Proofs from Tests

An idea that I’ve been interested in for a while is that a good test suite should be able to directly support formal verification. How would this work, given that testing usually misses bugs? The basic insight is that a test case is usually telling us about more than just one execution: it’s telling us about a class of similar executions that will all give the correct result if the test case succeeds. Partition testing is based on this same idea.

To get started, let’s do a little thought experiment where our test suite is exhaustive: it tests every possible input value. Although this is obviously very restrictive, exhaustive testing is sometimes feasible for non-trivial examples such as a function that decodes a binary ARM instruction.

What does it take to make a proof out of an exhaustive collection of test cases? We need some sort of a mathematical model for how the system works—an executable formal semantics—and also a mathematical model for how the system is intended to work: a formal specification. Then, we basically unroll the execution of the system on each test case and show that the result is equivalent to the specified result. The conjunction of this collection of statements about the system is our proof. The problem is that it’s going to be a very large, unsatisfying proof.

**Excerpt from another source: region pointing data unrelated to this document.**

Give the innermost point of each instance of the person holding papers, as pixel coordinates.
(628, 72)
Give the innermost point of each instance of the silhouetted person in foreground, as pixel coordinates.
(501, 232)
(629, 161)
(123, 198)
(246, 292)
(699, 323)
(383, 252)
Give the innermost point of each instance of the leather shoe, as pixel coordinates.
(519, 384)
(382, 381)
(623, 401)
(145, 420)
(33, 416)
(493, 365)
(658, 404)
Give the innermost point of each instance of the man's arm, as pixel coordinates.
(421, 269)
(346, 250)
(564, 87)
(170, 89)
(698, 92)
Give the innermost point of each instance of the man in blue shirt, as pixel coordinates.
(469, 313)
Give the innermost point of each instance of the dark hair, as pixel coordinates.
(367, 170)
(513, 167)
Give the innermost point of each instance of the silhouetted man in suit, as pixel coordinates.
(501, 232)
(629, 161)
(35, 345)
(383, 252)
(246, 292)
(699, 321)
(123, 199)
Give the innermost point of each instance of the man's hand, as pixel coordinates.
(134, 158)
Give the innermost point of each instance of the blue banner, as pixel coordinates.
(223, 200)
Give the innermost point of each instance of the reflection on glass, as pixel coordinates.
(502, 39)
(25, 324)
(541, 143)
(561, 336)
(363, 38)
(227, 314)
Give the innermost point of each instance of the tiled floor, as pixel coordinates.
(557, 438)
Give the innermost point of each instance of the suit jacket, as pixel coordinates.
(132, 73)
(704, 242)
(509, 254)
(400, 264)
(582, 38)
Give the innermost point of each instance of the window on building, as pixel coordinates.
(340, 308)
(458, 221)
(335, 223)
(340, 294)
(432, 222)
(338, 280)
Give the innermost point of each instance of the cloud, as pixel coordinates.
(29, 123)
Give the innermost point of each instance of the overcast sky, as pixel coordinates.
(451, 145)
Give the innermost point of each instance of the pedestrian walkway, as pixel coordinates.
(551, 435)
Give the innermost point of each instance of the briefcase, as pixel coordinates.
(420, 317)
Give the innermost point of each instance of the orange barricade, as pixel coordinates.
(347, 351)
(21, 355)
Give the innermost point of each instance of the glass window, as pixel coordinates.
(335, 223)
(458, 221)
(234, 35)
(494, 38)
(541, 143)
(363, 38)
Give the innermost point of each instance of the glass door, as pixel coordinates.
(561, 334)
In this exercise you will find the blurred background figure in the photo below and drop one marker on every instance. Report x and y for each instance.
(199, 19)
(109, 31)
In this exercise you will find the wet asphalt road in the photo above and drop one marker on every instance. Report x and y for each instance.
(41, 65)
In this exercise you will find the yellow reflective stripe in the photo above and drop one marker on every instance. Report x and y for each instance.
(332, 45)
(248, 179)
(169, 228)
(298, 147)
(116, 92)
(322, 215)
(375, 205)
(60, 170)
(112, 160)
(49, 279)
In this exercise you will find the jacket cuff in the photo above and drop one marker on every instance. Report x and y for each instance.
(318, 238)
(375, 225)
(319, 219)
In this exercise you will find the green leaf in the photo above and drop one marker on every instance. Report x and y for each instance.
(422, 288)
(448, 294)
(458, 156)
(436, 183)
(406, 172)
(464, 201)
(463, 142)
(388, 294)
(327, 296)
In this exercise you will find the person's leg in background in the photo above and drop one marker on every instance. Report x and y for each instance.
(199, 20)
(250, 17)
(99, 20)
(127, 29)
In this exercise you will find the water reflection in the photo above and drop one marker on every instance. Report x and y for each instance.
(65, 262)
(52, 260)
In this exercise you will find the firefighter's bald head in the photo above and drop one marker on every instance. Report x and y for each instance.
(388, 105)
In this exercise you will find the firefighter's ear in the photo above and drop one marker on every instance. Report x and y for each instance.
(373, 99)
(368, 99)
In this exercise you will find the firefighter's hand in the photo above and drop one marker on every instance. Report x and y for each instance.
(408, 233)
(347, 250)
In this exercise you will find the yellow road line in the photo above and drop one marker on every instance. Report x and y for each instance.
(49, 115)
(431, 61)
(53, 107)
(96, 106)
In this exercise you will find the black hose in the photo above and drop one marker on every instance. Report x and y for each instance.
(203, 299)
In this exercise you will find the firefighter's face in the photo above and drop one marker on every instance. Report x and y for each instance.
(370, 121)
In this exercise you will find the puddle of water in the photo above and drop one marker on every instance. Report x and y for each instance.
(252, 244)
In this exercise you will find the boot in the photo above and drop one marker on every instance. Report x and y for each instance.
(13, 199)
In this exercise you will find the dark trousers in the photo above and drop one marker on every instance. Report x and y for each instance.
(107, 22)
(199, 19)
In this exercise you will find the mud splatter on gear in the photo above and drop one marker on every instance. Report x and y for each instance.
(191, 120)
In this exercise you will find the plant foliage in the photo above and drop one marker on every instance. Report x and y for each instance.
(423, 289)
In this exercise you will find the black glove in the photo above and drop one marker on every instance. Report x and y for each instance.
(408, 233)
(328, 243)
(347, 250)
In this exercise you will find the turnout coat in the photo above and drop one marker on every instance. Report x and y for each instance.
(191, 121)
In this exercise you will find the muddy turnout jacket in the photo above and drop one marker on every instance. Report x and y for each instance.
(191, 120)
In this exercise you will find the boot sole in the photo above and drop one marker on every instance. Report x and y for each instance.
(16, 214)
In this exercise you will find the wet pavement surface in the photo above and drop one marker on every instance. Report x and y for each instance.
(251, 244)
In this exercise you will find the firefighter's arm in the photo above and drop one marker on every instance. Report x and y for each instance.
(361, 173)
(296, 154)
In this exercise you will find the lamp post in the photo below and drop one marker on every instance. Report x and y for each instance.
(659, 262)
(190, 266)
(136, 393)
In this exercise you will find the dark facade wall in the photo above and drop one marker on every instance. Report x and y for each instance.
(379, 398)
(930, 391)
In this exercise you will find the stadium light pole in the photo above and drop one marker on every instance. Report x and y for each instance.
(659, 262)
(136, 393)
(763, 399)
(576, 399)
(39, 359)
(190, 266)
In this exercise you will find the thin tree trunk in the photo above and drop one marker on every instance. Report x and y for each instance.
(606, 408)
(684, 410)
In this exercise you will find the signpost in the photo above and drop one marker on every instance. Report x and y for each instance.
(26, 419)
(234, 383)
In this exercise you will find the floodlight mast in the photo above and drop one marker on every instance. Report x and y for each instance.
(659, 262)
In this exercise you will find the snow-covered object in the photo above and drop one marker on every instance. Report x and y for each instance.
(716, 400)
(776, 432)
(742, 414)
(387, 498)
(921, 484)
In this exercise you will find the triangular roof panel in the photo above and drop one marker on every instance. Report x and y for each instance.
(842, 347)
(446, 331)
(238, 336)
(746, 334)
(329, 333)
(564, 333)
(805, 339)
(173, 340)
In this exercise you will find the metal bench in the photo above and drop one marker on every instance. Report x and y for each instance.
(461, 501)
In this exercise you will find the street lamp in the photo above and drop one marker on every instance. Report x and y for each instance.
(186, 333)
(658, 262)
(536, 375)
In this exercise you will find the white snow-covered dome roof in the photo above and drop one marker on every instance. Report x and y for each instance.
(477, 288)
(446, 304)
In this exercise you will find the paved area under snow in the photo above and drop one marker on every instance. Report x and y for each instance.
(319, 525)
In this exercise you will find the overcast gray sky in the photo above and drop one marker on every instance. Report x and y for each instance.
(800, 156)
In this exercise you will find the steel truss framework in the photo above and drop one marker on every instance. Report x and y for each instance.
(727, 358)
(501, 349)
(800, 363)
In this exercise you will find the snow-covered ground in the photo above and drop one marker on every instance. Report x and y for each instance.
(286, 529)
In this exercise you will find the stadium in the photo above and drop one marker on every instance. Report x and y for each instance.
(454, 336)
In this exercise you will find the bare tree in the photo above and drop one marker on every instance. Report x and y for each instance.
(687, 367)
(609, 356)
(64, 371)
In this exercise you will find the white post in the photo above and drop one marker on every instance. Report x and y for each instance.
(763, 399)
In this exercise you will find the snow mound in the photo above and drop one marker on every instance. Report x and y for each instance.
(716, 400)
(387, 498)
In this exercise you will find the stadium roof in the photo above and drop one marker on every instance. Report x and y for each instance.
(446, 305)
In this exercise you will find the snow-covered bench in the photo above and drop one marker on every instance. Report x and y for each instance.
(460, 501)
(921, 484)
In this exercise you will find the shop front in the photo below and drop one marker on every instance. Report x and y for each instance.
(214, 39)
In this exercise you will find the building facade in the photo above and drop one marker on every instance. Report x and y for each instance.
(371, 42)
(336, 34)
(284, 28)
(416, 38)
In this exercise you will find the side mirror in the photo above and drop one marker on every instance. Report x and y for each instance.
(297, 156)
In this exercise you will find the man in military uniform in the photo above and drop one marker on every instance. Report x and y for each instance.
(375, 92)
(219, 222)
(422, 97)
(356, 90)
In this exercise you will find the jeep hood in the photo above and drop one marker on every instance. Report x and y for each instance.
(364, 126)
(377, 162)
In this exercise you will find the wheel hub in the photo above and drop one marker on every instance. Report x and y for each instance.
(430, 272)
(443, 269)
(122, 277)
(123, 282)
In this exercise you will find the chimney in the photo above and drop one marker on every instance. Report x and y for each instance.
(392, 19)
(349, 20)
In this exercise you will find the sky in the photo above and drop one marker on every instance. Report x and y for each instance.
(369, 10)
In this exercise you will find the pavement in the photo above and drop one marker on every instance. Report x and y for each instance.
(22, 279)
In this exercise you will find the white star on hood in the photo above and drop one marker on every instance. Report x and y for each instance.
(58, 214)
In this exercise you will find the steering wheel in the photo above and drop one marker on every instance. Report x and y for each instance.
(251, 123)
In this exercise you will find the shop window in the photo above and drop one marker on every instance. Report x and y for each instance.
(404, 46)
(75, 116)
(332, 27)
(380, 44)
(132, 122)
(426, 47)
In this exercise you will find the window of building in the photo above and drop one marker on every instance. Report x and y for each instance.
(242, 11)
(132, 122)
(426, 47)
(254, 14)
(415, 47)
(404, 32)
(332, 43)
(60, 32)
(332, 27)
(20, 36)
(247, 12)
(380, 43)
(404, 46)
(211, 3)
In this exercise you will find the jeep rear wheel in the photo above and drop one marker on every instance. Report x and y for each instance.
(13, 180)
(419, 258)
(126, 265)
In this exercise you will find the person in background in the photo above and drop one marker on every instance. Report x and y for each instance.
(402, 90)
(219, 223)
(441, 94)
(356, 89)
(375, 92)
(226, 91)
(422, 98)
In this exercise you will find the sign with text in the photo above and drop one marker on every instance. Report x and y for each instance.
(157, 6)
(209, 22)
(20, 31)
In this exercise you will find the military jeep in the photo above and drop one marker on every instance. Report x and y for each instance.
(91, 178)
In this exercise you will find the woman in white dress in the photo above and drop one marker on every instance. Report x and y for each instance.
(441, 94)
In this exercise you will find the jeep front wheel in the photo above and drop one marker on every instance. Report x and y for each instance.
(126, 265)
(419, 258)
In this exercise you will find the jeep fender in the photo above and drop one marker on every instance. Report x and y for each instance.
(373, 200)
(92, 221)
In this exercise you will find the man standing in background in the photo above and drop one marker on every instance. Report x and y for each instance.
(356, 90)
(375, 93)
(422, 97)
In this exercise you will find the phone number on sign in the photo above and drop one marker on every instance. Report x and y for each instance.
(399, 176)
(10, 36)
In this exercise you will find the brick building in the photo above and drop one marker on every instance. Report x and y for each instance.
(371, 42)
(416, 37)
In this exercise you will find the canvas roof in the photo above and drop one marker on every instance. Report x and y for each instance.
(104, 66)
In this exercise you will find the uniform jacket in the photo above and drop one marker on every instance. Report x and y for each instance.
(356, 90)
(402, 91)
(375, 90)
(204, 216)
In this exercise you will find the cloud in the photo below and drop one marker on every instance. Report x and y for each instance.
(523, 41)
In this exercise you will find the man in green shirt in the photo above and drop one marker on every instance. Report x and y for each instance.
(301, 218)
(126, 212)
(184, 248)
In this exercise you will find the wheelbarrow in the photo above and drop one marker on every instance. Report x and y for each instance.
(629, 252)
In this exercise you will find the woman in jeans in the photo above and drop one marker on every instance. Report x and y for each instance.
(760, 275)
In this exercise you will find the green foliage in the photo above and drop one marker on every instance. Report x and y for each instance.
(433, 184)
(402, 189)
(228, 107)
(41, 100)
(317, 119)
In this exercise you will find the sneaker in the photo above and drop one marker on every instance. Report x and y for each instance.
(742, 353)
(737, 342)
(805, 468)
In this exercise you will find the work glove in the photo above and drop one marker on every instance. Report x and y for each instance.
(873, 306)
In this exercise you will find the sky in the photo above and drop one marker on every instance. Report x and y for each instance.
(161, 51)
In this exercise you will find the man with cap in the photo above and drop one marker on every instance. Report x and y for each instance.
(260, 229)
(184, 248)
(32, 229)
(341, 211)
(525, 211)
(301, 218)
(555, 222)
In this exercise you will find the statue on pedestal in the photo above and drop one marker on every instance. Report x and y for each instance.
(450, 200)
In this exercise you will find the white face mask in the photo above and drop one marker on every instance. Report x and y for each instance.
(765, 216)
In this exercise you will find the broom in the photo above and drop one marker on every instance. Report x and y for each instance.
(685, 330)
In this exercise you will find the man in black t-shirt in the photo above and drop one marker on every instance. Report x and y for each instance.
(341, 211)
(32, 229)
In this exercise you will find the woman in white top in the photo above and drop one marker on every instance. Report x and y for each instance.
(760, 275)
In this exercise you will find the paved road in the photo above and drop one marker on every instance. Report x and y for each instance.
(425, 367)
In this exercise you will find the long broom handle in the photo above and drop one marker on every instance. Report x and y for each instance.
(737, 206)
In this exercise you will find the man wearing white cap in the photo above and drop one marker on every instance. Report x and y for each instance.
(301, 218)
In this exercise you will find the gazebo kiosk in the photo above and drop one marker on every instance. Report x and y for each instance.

So the next problem is turning the cumbersome proof into a prettier one. The basic strategy is to look for a collection of “similar” conjuncts: these should all have the same control flow and, for all operations performed (addition, subtraction, etc.) the inputs and outputs should live in the same continuous region. Two’s complement addition, for example, has a discontinuity where it wraps around; the 8-bit signed addition operations 50+50 and 100+100 therefore do not live in the same continuous region. I’m guessing that for a suitable definition of “continuous” (which may not be totally straightforward for bitwise operations) it should be possible to automatically collapse a collection of cases into a single case that covers all of them. In terms of partition testing, our final proof will have one conjunct for each partition.

But we still haven’t accomplished anything particularly useful, since we can’t exhaustively test most of the codes that we care about. What I hope is that if we actually went through this exercise, we’d learn something about how to attack the more general case where we have a non-exhaustive collection of test cases and we want to automatically expand each of them to reason about an entire partition of the input space. If we could do that, a collection of test cases achieving 100% partition coverage would lead to a proof of correctness.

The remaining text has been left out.